Depresiasi Rupiah, Sektor Perkantoran di Jakarta Alami Pelambatan
Di awal tahun 2015 sektor properti mengalami perlambatan yang disinyalir terpengaruh oleh depresiasi rupiah, stabilisasi ekonomi, dan persaingan. Hal ini dipaparkan oleh Director of Strategic Consulting JLL Suherman Herully yang ditemui di JLL Forum Room, Indonesia Stock Exchange Building, (15/4). Menurutnya sektor yang paling merasakan perlambatan adalah perkantoran, baik dari segi pasokan mauppun penyerapan.
“Para pelaku pasar properti baik dari dalam maupun luar negeri masih cenderung positif. Hanya saja, pengaruh depresiasi nilai tukar Rupiah terhadap US Dollar menyebabkan tendensi para investoruntuk melakukan sikap wait and see”

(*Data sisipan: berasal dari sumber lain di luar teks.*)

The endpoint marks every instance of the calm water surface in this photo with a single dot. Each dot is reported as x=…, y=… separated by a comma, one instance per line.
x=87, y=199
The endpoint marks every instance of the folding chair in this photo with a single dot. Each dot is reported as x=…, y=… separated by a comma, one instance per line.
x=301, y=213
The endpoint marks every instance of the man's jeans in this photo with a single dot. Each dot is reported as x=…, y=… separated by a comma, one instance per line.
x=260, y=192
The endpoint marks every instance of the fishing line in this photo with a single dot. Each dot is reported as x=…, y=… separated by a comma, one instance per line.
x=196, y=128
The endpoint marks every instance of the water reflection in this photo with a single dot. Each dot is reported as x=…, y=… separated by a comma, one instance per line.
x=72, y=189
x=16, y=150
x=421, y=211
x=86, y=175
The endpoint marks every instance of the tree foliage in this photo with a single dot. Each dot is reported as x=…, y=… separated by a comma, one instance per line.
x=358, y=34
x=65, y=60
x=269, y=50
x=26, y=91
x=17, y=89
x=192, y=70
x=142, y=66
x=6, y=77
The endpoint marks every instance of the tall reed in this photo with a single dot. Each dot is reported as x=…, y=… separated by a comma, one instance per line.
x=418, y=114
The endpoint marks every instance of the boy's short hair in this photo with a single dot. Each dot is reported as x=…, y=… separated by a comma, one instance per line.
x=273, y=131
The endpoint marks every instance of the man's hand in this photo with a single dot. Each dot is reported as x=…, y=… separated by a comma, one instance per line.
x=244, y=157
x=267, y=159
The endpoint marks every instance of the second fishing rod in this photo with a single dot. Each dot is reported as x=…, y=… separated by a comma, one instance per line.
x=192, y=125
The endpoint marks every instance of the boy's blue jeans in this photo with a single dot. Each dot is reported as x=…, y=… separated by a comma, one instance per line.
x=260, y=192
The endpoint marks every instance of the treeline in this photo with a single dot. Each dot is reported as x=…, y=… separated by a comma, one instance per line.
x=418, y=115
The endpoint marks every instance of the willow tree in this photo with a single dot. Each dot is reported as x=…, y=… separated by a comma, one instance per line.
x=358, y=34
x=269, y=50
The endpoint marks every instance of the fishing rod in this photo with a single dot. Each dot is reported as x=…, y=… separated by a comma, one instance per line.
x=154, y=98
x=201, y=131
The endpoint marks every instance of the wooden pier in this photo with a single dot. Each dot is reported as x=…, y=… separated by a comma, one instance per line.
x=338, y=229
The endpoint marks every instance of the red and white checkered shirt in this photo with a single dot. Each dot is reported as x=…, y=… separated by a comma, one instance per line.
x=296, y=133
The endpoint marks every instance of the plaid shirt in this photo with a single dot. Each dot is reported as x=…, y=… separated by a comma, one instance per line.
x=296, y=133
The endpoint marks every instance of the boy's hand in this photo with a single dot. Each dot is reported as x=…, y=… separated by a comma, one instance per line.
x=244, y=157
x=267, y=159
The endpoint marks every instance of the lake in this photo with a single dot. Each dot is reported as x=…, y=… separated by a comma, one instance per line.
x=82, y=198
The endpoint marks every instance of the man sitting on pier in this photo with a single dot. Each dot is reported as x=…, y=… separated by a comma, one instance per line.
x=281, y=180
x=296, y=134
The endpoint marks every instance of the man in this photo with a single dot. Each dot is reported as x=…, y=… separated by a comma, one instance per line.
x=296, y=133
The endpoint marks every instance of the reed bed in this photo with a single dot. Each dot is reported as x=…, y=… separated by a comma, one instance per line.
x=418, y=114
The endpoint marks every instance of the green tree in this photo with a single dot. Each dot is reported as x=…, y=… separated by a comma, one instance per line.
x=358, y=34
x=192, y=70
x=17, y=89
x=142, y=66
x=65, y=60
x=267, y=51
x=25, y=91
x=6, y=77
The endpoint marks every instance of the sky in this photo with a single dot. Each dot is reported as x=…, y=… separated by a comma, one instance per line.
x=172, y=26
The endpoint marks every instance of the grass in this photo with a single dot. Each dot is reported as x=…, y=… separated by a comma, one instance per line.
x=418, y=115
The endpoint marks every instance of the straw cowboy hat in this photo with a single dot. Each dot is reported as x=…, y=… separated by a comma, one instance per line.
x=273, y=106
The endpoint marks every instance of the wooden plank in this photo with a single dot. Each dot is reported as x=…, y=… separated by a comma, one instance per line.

Head of Markets JLL Angela Wibawa menyatakan bahwa saat ini tingkat hunian perkantoran di CBD masih tetap stabil di kisaran 94%. Menurunnya permintaan sebesar (-) 4.400 m2 disinyalir karena efesiensi, relokasi, serta penggabungan antara efisiensi dan relokasi. “Relokasi itu terjadi ke beberapa gedung perkantoran CBD yang lebih murah, maupun menuju ke gedung perkantoran di luar CBD,” ungkapnya.
Secara keseluruhan permintaan pada awal tahun menunjukan penyerapan negarif yang lebih tinggi dibandingkan triwulan sebelumnya. Hal sebaliknya terjadi pada pasar perkantoran di luar CBD, penyerapan ruang perkantoran selama triwulan pertama adalah 45.000m2 terjadi di gedung perkantoran grade B dan C di Jakarta Selatan (Slipi dan TB Simatupang).

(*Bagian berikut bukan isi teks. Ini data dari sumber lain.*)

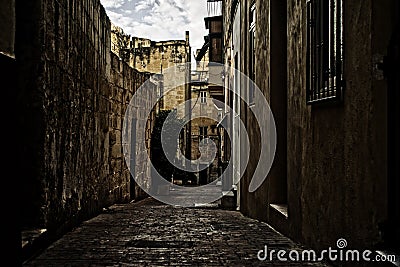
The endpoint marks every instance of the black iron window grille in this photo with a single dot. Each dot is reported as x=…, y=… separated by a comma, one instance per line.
x=324, y=51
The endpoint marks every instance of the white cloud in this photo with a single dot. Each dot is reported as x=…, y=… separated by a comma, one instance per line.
x=112, y=3
x=160, y=19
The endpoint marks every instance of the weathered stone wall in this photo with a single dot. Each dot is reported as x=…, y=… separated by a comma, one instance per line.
x=74, y=96
x=336, y=154
x=340, y=171
x=7, y=27
x=157, y=57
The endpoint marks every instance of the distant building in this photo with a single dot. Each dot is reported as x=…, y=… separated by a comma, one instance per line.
x=157, y=57
x=330, y=75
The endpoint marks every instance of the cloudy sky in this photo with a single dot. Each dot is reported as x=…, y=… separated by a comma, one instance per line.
x=160, y=20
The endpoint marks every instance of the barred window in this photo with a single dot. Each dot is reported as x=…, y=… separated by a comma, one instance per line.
x=324, y=51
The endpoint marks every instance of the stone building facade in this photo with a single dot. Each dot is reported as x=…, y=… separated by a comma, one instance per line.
x=334, y=174
x=204, y=107
x=169, y=58
x=72, y=96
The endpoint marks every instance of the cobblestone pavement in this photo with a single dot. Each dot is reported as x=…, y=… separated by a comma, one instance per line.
x=149, y=233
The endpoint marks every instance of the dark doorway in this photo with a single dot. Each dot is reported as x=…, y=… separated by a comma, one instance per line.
x=393, y=71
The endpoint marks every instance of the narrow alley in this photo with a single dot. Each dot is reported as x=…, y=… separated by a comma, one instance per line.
x=202, y=132
x=149, y=233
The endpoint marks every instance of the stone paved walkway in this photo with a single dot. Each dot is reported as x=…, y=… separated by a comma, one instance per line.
x=149, y=233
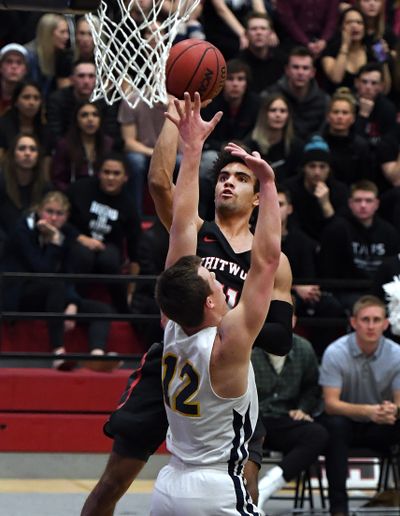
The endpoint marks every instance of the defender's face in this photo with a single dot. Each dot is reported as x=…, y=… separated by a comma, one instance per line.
x=234, y=190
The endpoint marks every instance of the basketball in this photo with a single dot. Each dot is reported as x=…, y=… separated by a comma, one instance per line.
x=195, y=65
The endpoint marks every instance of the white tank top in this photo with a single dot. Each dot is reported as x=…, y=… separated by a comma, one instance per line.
x=204, y=429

Angela kembali menambahkan bahwa secara rinci gedung perkantoran di luar CBD mengalami penurunan. Hal ini diakibatkan oleh adanya pasokan baru setidaknya 100.000m2 di kawasan TB Simatupang, Jakarta Selatan. “Tingkat hunian gedung perkantoran di luar CBD adalah 88%. Hal ini menunjukan bahwa pada tingkat ini mengalami penurunan 2%”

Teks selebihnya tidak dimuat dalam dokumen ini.